In the present study the median value for time spent MVPA does not reach 30 min in any of the study groups. However, 47% of the healthy subjects reach recommended levels of physical activity and we show that patients with moderate and severe COPD spend significantly less time MVPA compared with healthy subjects. An explanation to the low physical activity levels seen in all study groups may be that the study was carried out during the winter season. It has previously been discussed that seasonal variations may affect physical activity patterns (Citation37).

It can be speculated that higher levels of physical activity could have been registered during the summer season. However, as data sampling for all subjects was carried out during the same season, seasonal variation do not explain the differences shown between the different study groups. Furthermore, the subjects in the different study groups reaching the recommended level of at least 30 min of at least moderate physical activity per day did not differ in other matters than physical activity level compared with the other subjects in the same study group, which otherwise could have influenced the results.

As decreased exercise capacity is associated with increased mortality and decreased quality of life in COPD patients (Citation2,3), it is of great importance to maintain an adequate exercise capacity in this group of patients. Our results highlight the need of focusing on physical activity and preferably activity of at least moderate intensity on regular basis in rehabilitation of COPD patients. Furthermore, low levels of physical activity may contribute to the changes in skeletal muscle seen in the later stages of disease why it is of importance to promote increased physical activity in treatment already in the early stages of disease to inhibit or delay these changes. However, to confirm these speculations an interventional study is necessary.

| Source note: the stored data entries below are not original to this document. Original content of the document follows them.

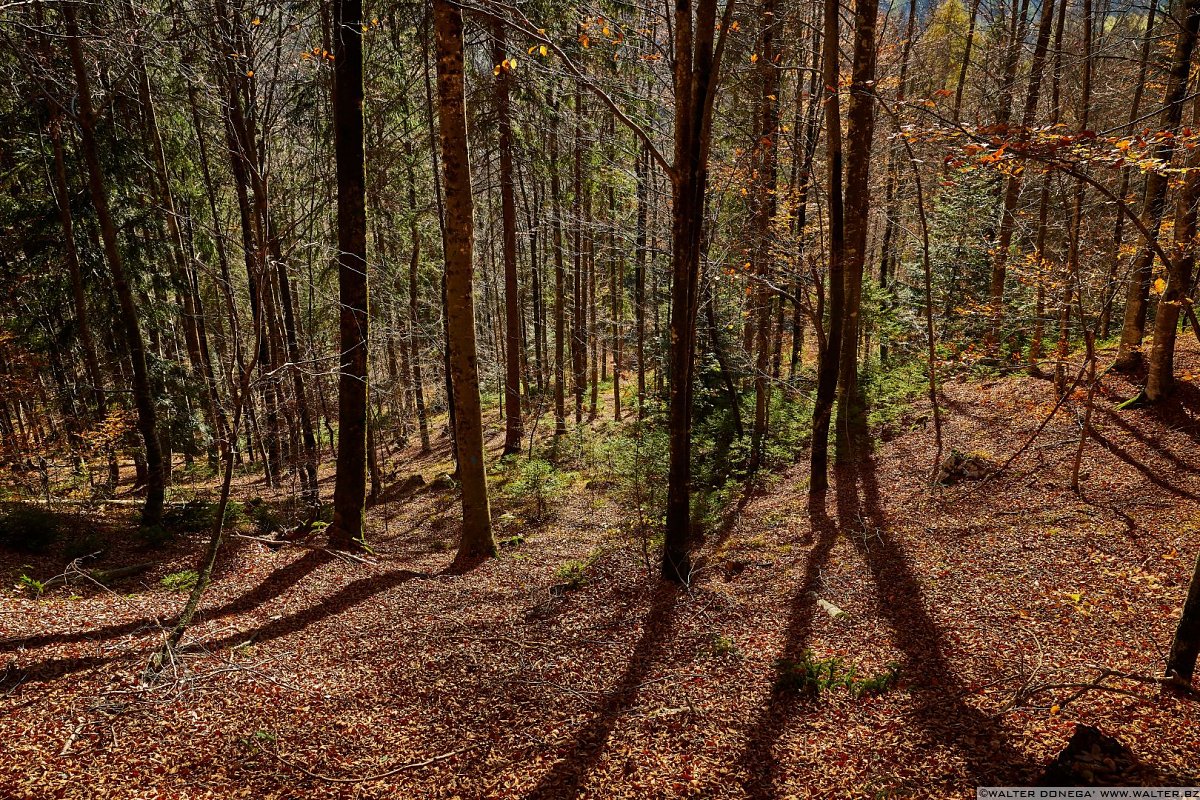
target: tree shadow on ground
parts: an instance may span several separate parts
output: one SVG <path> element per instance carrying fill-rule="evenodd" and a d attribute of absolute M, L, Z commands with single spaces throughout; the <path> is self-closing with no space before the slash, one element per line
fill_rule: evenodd
<path fill-rule="evenodd" d="M 202 609 L 202 619 L 221 619 L 250 611 L 272 598 L 278 597 L 300 581 L 304 580 L 315 569 L 333 560 L 333 556 L 320 550 L 310 550 L 304 556 L 296 559 L 286 567 L 273 571 L 263 579 L 258 586 L 240 597 L 217 606 L 213 609 Z M 123 622 L 119 625 L 109 625 L 95 630 L 76 631 L 74 633 L 46 633 L 36 636 L 26 636 L 19 639 L 7 639 L 0 642 L 0 653 L 16 650 L 32 650 L 59 644 L 72 644 L 84 641 L 104 641 L 119 636 L 128 636 L 141 631 L 153 630 L 160 627 L 169 628 L 175 624 L 175 617 L 167 620 L 139 619 Z"/>
<path fill-rule="evenodd" d="M 1200 496 L 1197 496 L 1194 492 L 1188 491 L 1187 489 L 1184 489 L 1180 486 L 1176 486 L 1175 484 L 1171 483 L 1170 481 L 1165 480 L 1164 478 L 1162 478 L 1162 476 L 1160 476 L 1154 470 L 1150 469 L 1145 464 L 1143 464 L 1142 462 L 1140 462 L 1136 458 L 1134 458 L 1129 453 L 1128 450 L 1125 450 L 1124 448 L 1120 447 L 1115 442 L 1113 442 L 1112 439 L 1107 438 L 1106 436 L 1104 436 L 1104 434 L 1100 433 L 1095 428 L 1093 428 L 1091 430 L 1091 435 L 1092 435 L 1092 438 L 1096 440 L 1097 444 L 1099 444 L 1101 447 L 1103 447 L 1108 452 L 1112 453 L 1117 458 L 1124 461 L 1129 466 L 1136 469 L 1138 472 L 1142 473 L 1142 475 L 1145 476 L 1146 480 L 1150 481 L 1158 488 L 1164 489 L 1178 497 L 1184 497 L 1193 502 L 1200 502 Z"/>
<path fill-rule="evenodd" d="M 206 641 L 203 643 L 185 643 L 184 651 L 202 648 L 203 650 L 213 652 L 226 647 L 244 643 L 260 644 L 262 642 L 278 639 L 281 636 L 286 636 L 291 633 L 297 633 L 304 630 L 309 625 L 316 622 L 328 619 L 329 617 L 346 611 L 354 606 L 360 605 L 363 602 L 375 597 L 383 592 L 393 589 L 403 583 L 407 583 L 414 579 L 427 579 L 432 577 L 425 572 L 413 572 L 407 569 L 398 569 L 391 572 L 386 572 L 382 575 L 370 575 L 364 578 L 359 578 L 346 586 L 334 592 L 329 597 L 321 600 L 315 605 L 309 606 L 300 611 L 288 614 L 276 620 L 263 625 L 259 628 L 254 628 L 249 631 L 238 631 L 228 634 L 221 639 Z M 232 613 L 232 612 L 227 612 Z M 221 614 L 220 616 L 225 616 Z M 213 619 L 212 615 L 204 615 L 205 619 Z M 157 647 L 157 643 L 154 645 Z M 66 675 L 79 672 L 81 670 L 100 667 L 108 663 L 115 663 L 123 660 L 128 660 L 141 655 L 138 652 L 124 651 L 114 653 L 110 656 L 88 656 L 83 658 L 51 658 L 43 661 L 30 664 L 25 667 L 17 667 L 10 669 L 11 677 L 6 678 L 10 684 L 14 683 L 42 683 Z"/>
<path fill-rule="evenodd" d="M 608 745 L 618 720 L 637 700 L 638 691 L 669 640 L 681 592 L 668 584 L 658 587 L 650 610 L 642 619 L 642 635 L 629 656 L 625 672 L 596 704 L 591 721 L 576 734 L 567 753 L 525 795 L 526 800 L 561 800 L 578 796 L 588 772 Z"/>
<path fill-rule="evenodd" d="M 921 733 L 931 743 L 947 743 L 958 751 L 965 783 L 1032 780 L 1037 765 L 1009 741 L 997 718 L 965 700 L 967 687 L 946 656 L 944 637 L 926 607 L 921 581 L 889 532 L 874 458 L 868 456 L 840 470 L 837 494 L 839 525 L 870 569 L 876 607 L 904 653 L 902 669 Z M 855 529 L 856 523 L 871 530 Z"/>
<path fill-rule="evenodd" d="M 812 592 L 838 535 L 844 535 L 870 570 L 878 613 L 892 630 L 896 647 L 904 654 L 902 673 L 913 695 L 915 727 L 926 741 L 949 744 L 962 758 L 964 774 L 957 776 L 956 782 L 1032 780 L 1036 765 L 1009 742 L 996 719 L 964 699 L 966 687 L 945 655 L 942 633 L 925 607 L 920 581 L 909 567 L 903 549 L 888 533 L 873 460 L 868 457 L 860 464 L 838 467 L 835 472 L 837 519 L 827 515 L 824 497 L 810 502 L 809 517 L 816 543 L 792 601 L 779 658 L 798 660 L 806 649 L 814 613 Z M 748 797 L 766 800 L 777 796 L 780 763 L 773 750 L 804 702 L 777 683 L 747 728 L 749 739 L 739 766 Z M 943 776 L 930 779 L 938 777 Z"/>
<path fill-rule="evenodd" d="M 808 637 L 812 631 L 813 611 L 816 598 L 813 592 L 820 580 L 821 569 L 829 560 L 833 546 L 837 542 L 838 526 L 825 513 L 825 496 L 819 495 L 809 503 L 809 522 L 815 537 L 812 550 L 804 567 L 804 578 L 796 594 L 792 598 L 787 630 L 784 634 L 784 645 L 779 652 L 779 661 L 798 660 L 808 645 Z M 750 723 L 749 741 L 742 752 L 738 764 L 739 772 L 744 777 L 742 788 L 747 797 L 773 798 L 776 796 L 775 782 L 779 769 L 779 759 L 775 756 L 774 745 L 788 720 L 795 713 L 796 707 L 802 700 L 786 687 L 776 681 L 771 687 L 770 697 L 766 704 L 759 709 L 754 721 Z"/>

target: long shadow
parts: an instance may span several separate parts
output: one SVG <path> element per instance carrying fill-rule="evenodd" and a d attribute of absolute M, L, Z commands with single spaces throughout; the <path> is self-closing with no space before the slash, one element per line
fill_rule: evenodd
<path fill-rule="evenodd" d="M 410 580 L 417 578 L 429 578 L 428 573 L 413 572 L 407 569 L 398 569 L 392 572 L 385 573 L 379 576 L 369 576 L 359 578 L 358 580 L 347 584 L 340 590 L 330 595 L 326 599 L 320 601 L 314 606 L 296 611 L 292 614 L 282 617 L 277 620 L 255 628 L 250 631 L 239 631 L 231 633 L 224 638 L 214 641 L 204 642 L 203 648 L 208 651 L 216 651 L 225 647 L 232 647 L 243 642 L 267 642 L 272 639 L 278 639 L 281 636 L 286 636 L 289 633 L 296 633 L 304 628 L 312 625 L 315 622 L 320 622 L 323 619 L 339 614 L 349 608 L 359 605 L 366 600 L 375 597 L 382 592 L 399 586 L 402 583 L 407 583 Z M 211 617 L 210 617 L 211 618 Z M 188 645 L 196 647 L 198 645 Z M 61 678 L 65 675 L 70 675 L 80 670 L 89 669 L 91 667 L 99 667 L 111 662 L 122 661 L 134 658 L 138 653 L 123 652 L 115 653 L 111 656 L 88 656 L 85 658 L 52 658 L 44 661 L 39 661 L 35 664 L 30 664 L 26 667 L 19 667 L 10 672 L 14 673 L 9 679 L 10 681 L 20 681 L 22 683 L 42 683 L 56 678 Z"/>
<path fill-rule="evenodd" d="M 1092 438 L 1095 439 L 1098 444 L 1100 444 L 1102 447 L 1104 447 L 1105 450 L 1112 453 L 1114 456 L 1121 459 L 1126 464 L 1128 464 L 1129 466 L 1136 469 L 1138 472 L 1142 473 L 1142 475 L 1144 475 L 1146 477 L 1146 480 L 1150 481 L 1158 488 L 1164 489 L 1164 490 L 1170 492 L 1171 494 L 1178 495 L 1179 497 L 1186 497 L 1188 500 L 1191 500 L 1193 502 L 1200 502 L 1200 496 L 1196 495 L 1194 492 L 1188 491 L 1187 489 L 1176 486 L 1175 484 L 1171 483 L 1170 481 L 1163 480 L 1163 478 L 1160 475 L 1158 475 L 1154 470 L 1150 469 L 1145 464 L 1143 464 L 1142 462 L 1140 462 L 1136 458 L 1134 458 L 1132 455 L 1130 455 L 1129 451 L 1120 447 L 1115 442 L 1113 442 L 1111 439 L 1106 438 L 1104 436 L 1104 434 L 1100 433 L 1099 431 L 1097 431 L 1095 429 L 1092 429 L 1091 434 L 1092 434 Z M 1188 469 L 1191 469 L 1191 468 L 1189 467 Z"/>
<path fill-rule="evenodd" d="M 1135 428 L 1133 425 L 1129 424 L 1129 422 L 1127 420 L 1121 419 L 1121 416 L 1117 412 L 1113 411 L 1112 409 L 1098 408 L 1097 411 L 1099 411 L 1101 414 L 1103 414 L 1105 419 L 1107 419 L 1113 425 L 1117 426 L 1122 431 L 1124 431 L 1125 434 L 1128 435 L 1131 439 L 1134 439 L 1135 441 L 1145 445 L 1148 449 L 1154 451 L 1154 453 L 1156 455 L 1158 455 L 1164 461 L 1167 461 L 1168 463 L 1170 463 L 1171 466 L 1175 467 L 1176 469 L 1191 470 L 1193 468 L 1191 463 L 1183 460 L 1179 456 L 1172 453 L 1162 443 L 1152 441 L 1149 437 L 1147 437 L 1140 430 Z M 1095 426 L 1093 426 L 1090 430 L 1095 431 Z"/>
<path fill-rule="evenodd" d="M 629 656 L 625 672 L 616 686 L 596 704 L 592 720 L 575 736 L 570 751 L 542 776 L 527 800 L 574 798 L 588 772 L 608 745 L 621 714 L 637 699 L 650 668 L 674 629 L 679 589 L 662 586 L 642 621 L 642 635 Z"/>
<path fill-rule="evenodd" d="M 302 581 L 309 573 L 315 570 L 322 564 L 330 561 L 332 556 L 320 550 L 310 550 L 301 558 L 296 559 L 291 564 L 288 564 L 282 569 L 277 569 L 268 575 L 258 586 L 246 592 L 241 597 L 231 600 L 224 605 L 218 606 L 211 610 L 202 610 L 201 617 L 204 619 L 221 619 L 222 617 L 238 614 L 243 611 L 250 611 L 266 601 L 278 597 L 297 583 Z M 175 624 L 175 618 L 162 620 L 162 625 L 170 627 Z M 119 625 L 109 625 L 105 628 L 97 628 L 95 630 L 76 631 L 74 633 L 45 633 L 37 636 L 27 636 L 22 639 L 7 639 L 0 642 L 0 653 L 12 652 L 21 649 L 36 649 L 39 647 L 47 647 L 56 644 L 71 644 L 74 642 L 83 641 L 103 641 L 107 639 L 115 639 L 119 636 L 127 636 L 129 634 L 138 633 L 143 630 L 150 630 L 159 627 L 159 620 L 154 619 L 139 619 L 132 622 L 123 622 Z"/>
<path fill-rule="evenodd" d="M 816 532 L 816 541 L 808 554 L 804 578 L 792 598 L 784 645 L 779 653 L 781 661 L 798 660 L 807 647 L 816 606 L 812 593 L 817 588 L 821 568 L 829 560 L 837 542 L 838 526 L 825 512 L 824 495 L 809 503 L 808 513 L 812 530 Z M 739 771 L 745 775 L 742 788 L 747 797 L 768 800 L 776 796 L 775 782 L 779 760 L 774 753 L 774 744 L 783 734 L 796 705 L 801 702 L 794 693 L 776 682 L 771 688 L 771 696 L 750 724 L 749 741 L 738 764 Z"/>
<path fill-rule="evenodd" d="M 983 785 L 1032 780 L 1037 765 L 1008 740 L 997 719 L 964 700 L 968 692 L 946 657 L 942 633 L 926 609 L 921 583 L 904 550 L 888 533 L 874 460 L 868 457 L 847 467 L 846 473 L 837 482 L 838 518 L 843 530 L 862 520 L 878 533 L 849 538 L 871 571 L 879 613 L 904 653 L 903 673 L 916 702 L 915 722 L 927 740 L 948 743 L 959 752 L 968 781 Z"/>

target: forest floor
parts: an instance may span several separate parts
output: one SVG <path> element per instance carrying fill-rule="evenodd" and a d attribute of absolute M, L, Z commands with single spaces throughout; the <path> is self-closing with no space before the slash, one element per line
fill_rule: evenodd
<path fill-rule="evenodd" d="M 586 474 L 542 523 L 499 496 L 501 555 L 463 574 L 454 490 L 385 487 L 370 564 L 229 541 L 150 687 L 185 599 L 162 579 L 206 534 L 139 550 L 130 510 L 81 516 L 108 539 L 98 566 L 154 564 L 113 591 L 4 591 L 0 796 L 973 797 L 1036 781 L 1076 723 L 1132 750 L 1116 780 L 1200 785 L 1200 702 L 1139 679 L 1161 673 L 1198 546 L 1200 391 L 1116 411 L 1132 394 L 1104 377 L 1082 496 L 1081 392 L 1003 474 L 932 494 L 914 403 L 824 507 L 803 464 L 747 487 L 687 590 Z M 991 463 L 1055 404 L 1025 376 L 944 395 L 947 452 Z M 394 480 L 444 470 L 438 441 L 395 454 Z M 64 563 L 0 551 L 0 577 Z"/>

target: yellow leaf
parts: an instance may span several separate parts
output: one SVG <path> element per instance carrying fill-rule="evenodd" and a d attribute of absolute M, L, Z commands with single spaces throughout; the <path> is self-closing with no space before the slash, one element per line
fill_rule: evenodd
<path fill-rule="evenodd" d="M 1057 714 L 1061 710 L 1062 710 L 1062 706 L 1060 706 L 1058 703 L 1055 703 L 1054 705 L 1050 706 L 1051 714 Z"/>
<path fill-rule="evenodd" d="M 254 70 L 252 70 L 252 69 L 250 69 L 250 70 L 246 70 L 246 77 L 247 77 L 247 78 L 253 78 L 253 77 L 254 77 Z"/>
<path fill-rule="evenodd" d="M 251 22 L 250 24 L 251 25 L 262 25 L 262 19 L 260 19 L 259 17 L 255 17 L 254 21 Z"/>
<path fill-rule="evenodd" d="M 1154 281 L 1154 293 L 1162 294 L 1167 290 L 1167 282 L 1162 278 L 1156 278 Z"/>
<path fill-rule="evenodd" d="M 758 53 L 751 53 L 750 54 L 750 63 L 754 64 L 757 62 L 758 62 Z"/>
<path fill-rule="evenodd" d="M 542 54 L 543 56 L 546 56 L 546 55 L 549 55 L 549 54 L 550 54 L 550 51 L 546 49 L 546 45 L 542 45 L 541 47 L 539 47 L 539 48 L 538 48 L 538 52 L 539 52 L 540 54 Z"/>

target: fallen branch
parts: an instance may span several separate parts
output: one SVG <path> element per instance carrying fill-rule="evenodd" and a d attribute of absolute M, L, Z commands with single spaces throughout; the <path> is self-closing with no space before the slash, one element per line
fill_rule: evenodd
<path fill-rule="evenodd" d="M 127 567 L 117 567 L 115 569 L 69 570 L 60 575 L 55 575 L 53 578 L 47 579 L 47 581 L 43 584 L 42 591 L 49 591 L 56 586 L 66 585 L 66 583 L 73 577 L 82 577 L 107 588 L 108 584 L 112 583 L 113 581 L 120 580 L 121 578 L 128 578 L 133 575 L 140 575 L 153 566 L 154 562 L 147 561 L 144 564 L 130 564 Z"/>
<path fill-rule="evenodd" d="M 442 753 L 441 755 L 438 755 L 438 756 L 430 756 L 429 758 L 425 759 L 424 761 L 411 761 L 407 764 L 401 764 L 397 767 L 392 767 L 387 772 L 380 772 L 377 775 L 364 775 L 364 776 L 360 776 L 360 777 L 356 777 L 356 778 L 338 778 L 333 775 L 322 775 L 319 772 L 313 772 L 312 770 L 308 769 L 307 767 L 301 766 L 300 764 L 296 764 L 292 761 L 288 761 L 286 758 L 279 755 L 278 753 L 276 753 L 272 750 L 268 750 L 267 748 L 265 748 L 261 744 L 259 744 L 257 739 L 251 739 L 251 741 L 254 742 L 254 746 L 256 748 L 258 748 L 262 752 L 266 753 L 267 755 L 271 756 L 276 761 L 278 761 L 280 764 L 283 764 L 285 767 L 290 767 L 291 769 L 297 770 L 298 772 L 303 772 L 305 775 L 307 775 L 310 778 L 315 778 L 316 780 L 319 780 L 319 781 L 326 781 L 328 783 L 369 783 L 370 781 L 378 781 L 378 780 L 382 780 L 384 778 L 390 778 L 391 776 L 397 775 L 401 772 L 404 772 L 405 770 L 416 769 L 417 767 L 427 767 L 430 764 L 433 764 L 435 762 L 445 761 L 447 758 L 452 758 L 453 756 L 456 756 L 459 753 L 465 753 L 468 750 L 473 750 L 475 748 L 475 745 L 469 744 L 466 747 L 460 747 L 457 750 L 451 750 L 449 753 Z"/>

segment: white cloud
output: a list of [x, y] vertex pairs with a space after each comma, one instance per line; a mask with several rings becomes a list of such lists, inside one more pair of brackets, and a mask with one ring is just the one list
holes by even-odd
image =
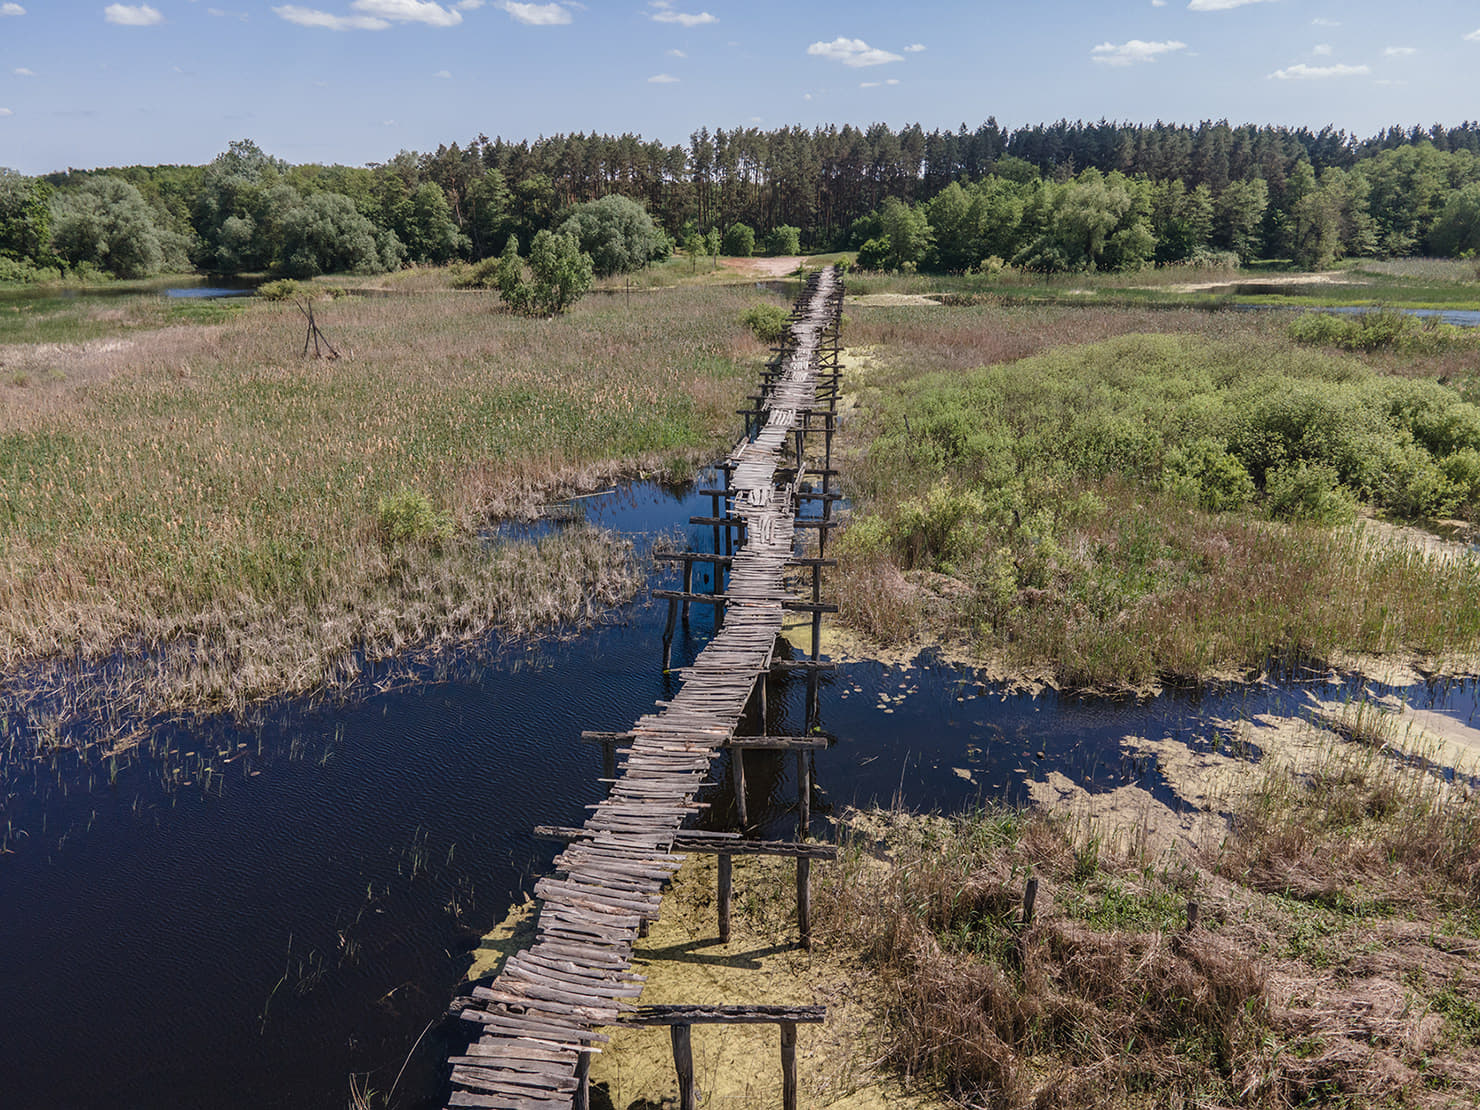
[[1325, 16], [1318, 15], [1310, 21], [1310, 25], [1312, 27], [1340, 27], [1341, 20], [1327, 19]]
[[663, 53], [667, 54], [670, 58], [687, 58], [688, 57], [688, 55], [685, 54], [682, 50], [665, 50], [665, 51], [663, 51]]
[[802, 93], [802, 99], [803, 100], [811, 100], [812, 99], [812, 94], [811, 93]]
[[807, 53], [816, 58], [842, 62], [845, 66], [881, 66], [885, 62], [902, 62], [904, 56], [887, 50], [876, 50], [862, 39], [835, 38], [832, 42], [814, 42]]
[[498, 6], [531, 27], [561, 27], [570, 22], [570, 12], [559, 4], [519, 4], [504, 0]]
[[451, 81], [452, 71], [450, 69], [439, 69], [436, 73], [432, 74], [432, 76], [440, 81]]
[[384, 31], [390, 26], [384, 19], [368, 15], [333, 15], [317, 8], [300, 8], [297, 4], [283, 4], [272, 9], [279, 19], [296, 23], [300, 27], [322, 27], [326, 31]]
[[1151, 0], [1151, 6], [1153, 8], [1164, 8], [1167, 6], [1167, 0]]
[[1406, 85], [1406, 84], [1408, 84], [1407, 81], [1390, 81], [1386, 77], [1382, 78], [1379, 81], [1373, 81], [1372, 83], [1374, 85], [1381, 85], [1384, 88], [1396, 88], [1399, 85]]
[[648, 78], [649, 85], [676, 85], [678, 78], [671, 73], [655, 73]]
[[17, 77], [36, 76], [36, 71], [34, 69], [27, 69], [25, 66], [17, 66], [15, 69], [11, 70], [11, 72], [14, 73]]
[[164, 22], [159, 9], [148, 4], [109, 4], [103, 9], [103, 18], [120, 27], [152, 27]]
[[460, 12], [448, 11], [433, 0], [354, 0], [350, 7], [371, 19], [395, 23], [425, 23], [428, 27], [456, 27]]
[[1322, 81], [1331, 77], [1366, 77], [1371, 72], [1368, 66], [1308, 66], [1299, 62], [1277, 69], [1269, 76], [1276, 81]]
[[1331, 56], [1331, 44], [1329, 42], [1318, 42], [1310, 48], [1310, 52], [1317, 58], [1328, 58]]
[[1233, 8], [1242, 8], [1246, 4], [1267, 4], [1271, 0], [1190, 0], [1187, 5], [1189, 12], [1226, 12]]
[[25, 15], [26, 9], [19, 4], [0, 4], [0, 15]]
[[924, 49], [925, 44], [923, 42], [912, 42], [904, 48], [904, 52], [906, 54], [918, 54]]
[[484, 0], [457, 0], [452, 6], [460, 12], [476, 12], [483, 6], [483, 2]]
[[676, 12], [673, 10], [673, 0], [649, 0], [648, 7], [656, 9], [648, 12], [648, 18], [655, 23], [677, 23], [681, 27], [698, 27], [704, 23], [719, 22], [719, 16], [710, 15], [708, 12]]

In conclusion the present study shows that patients with moderate and severe COPD are significantly less physically active compared with healthy subjects. We also show that physical activity of at least moderate intensity (MVPA) as well as mean physical activity level are positively associated with exercise capacity in COPD patients, while time spent sedentary is not associated with exercise capacity in this patient group. These findings stress an important role of physical activity on exercise capacity in COPD patients.

DECLARATION OF INTEREST

The authors report no conflicts of interest. The authors alone are responsible for the content and writing of the paper.